In this respect Cook and Fadden are strikingly similar – and different from Aston. The NSW state Liberal leader is Mark Speakman, and he represents Cronulla, which is almost entirely within Cook. He sits on a Liberal vote of 64%. His Queensland counterpart as Opposition leader is David Crisafulli, who represents Broadwater. It lies entirely within Fadden and his percentage last time was nearly 67%.
Both Cook and Fadden have bits that are Labor at the state level. In Cook’s case, the Labor state seats are Rockdale and Kogarah. In Fadden’s case the equivalent state seat is Gaven. But the other state seats are Liberal, albeit not as strongly as Cronulla or Broadwater. In Cook’s case the state seats are Miranda and Oatley. In Fadden’s case they are Bonney, Coomera, Southport and Theodore.

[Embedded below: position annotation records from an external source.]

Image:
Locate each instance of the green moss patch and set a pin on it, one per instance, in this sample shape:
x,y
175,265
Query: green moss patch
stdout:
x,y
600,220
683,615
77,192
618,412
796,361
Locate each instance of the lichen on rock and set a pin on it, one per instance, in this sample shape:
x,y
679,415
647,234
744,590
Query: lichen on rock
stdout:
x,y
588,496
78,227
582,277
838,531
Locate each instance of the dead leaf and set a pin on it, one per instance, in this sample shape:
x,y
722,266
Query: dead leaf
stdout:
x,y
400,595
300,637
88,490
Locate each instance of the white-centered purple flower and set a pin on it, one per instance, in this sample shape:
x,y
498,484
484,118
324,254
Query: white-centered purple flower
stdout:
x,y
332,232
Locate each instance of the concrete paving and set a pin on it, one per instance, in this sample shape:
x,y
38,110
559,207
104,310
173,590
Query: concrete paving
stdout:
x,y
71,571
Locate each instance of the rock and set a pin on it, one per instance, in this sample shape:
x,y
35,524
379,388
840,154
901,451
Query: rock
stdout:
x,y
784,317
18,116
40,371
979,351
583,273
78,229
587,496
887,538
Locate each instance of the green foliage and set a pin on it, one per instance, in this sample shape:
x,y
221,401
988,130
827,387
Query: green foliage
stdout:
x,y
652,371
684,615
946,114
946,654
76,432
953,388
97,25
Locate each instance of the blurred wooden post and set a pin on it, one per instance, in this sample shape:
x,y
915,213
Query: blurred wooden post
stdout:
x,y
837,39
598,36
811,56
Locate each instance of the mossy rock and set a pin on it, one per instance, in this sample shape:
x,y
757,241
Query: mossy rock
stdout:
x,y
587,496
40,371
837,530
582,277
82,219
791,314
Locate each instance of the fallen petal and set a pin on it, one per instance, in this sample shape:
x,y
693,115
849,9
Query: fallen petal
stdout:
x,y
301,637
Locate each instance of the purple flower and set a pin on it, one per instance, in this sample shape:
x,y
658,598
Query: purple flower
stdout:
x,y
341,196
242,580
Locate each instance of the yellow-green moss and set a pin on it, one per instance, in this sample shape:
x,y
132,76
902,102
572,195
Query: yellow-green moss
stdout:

I wrote above that the swing to Labor at the Aston by-election was 6.4%. That reflected the reality of Victoria being the sick man of the Liberal Party. Nothing like that will happen in Cook or Fadden. The NSW division of the Liberal Party is reasonably strong, and the Queensland LNP is so strong it is quite likely to win the next state election in October 2024.
There is one respect in which Fadden is different from the other two. Over the past four decades the boundaries of Aston and Cook have remained relatively stable – but Fadden’s boundaries have changed hugely. Thus, Fadden elected a Labor member in March 1983, but it reverted to Liberal in December 1984 and has stayed that way ever since. On the boundaries applying at the 1977, 1980 and 1983 elections Fadden included Acacia Ridge, Beaudesert, Beenleigh, Coopers Plains and Sunnybank. It has now shrunk to being a northern Gold Coast seat, though it includes part of the Redland City Council map.
The above explains why those who draw these electoral maps dislike geographical names. If you call a seat “Sunnybank” and then take Sunnybank out of it, you need to change the division’s name. It is so much easier to call a seat after a deceased woman like Aston or deceased men like Cook and Fadden. By the way, Sunnybank now lies in the electoral division of Moreton.
Finally, in my 13 July 2022 article “A challenge to my critics about the AEC” I reverted to my long-standing criticism of the way in which the Electoral Commissioner conducts federal elections, but I have always excluded by-elections from that criticism. Hence my commendation (written from afar) of the way in which Aston was conducted. My article was written before the by-election’s polling day, but I am happy to note that the AEC received these messages of commendation from the general public after the polling was done.
Received Sunday 2 April: “The by-election process ran very smoothly”. The second message the AEC received was: “A good range of voting services was provided, and this by-election has yet again been an example of Australia’s strong democratic processes.” When the Cook and Fadden by-elections are over, I confidently predict that the AEC will again receive my commendation as well as commendations from those on the ground. I’ll be following the results from Canberra.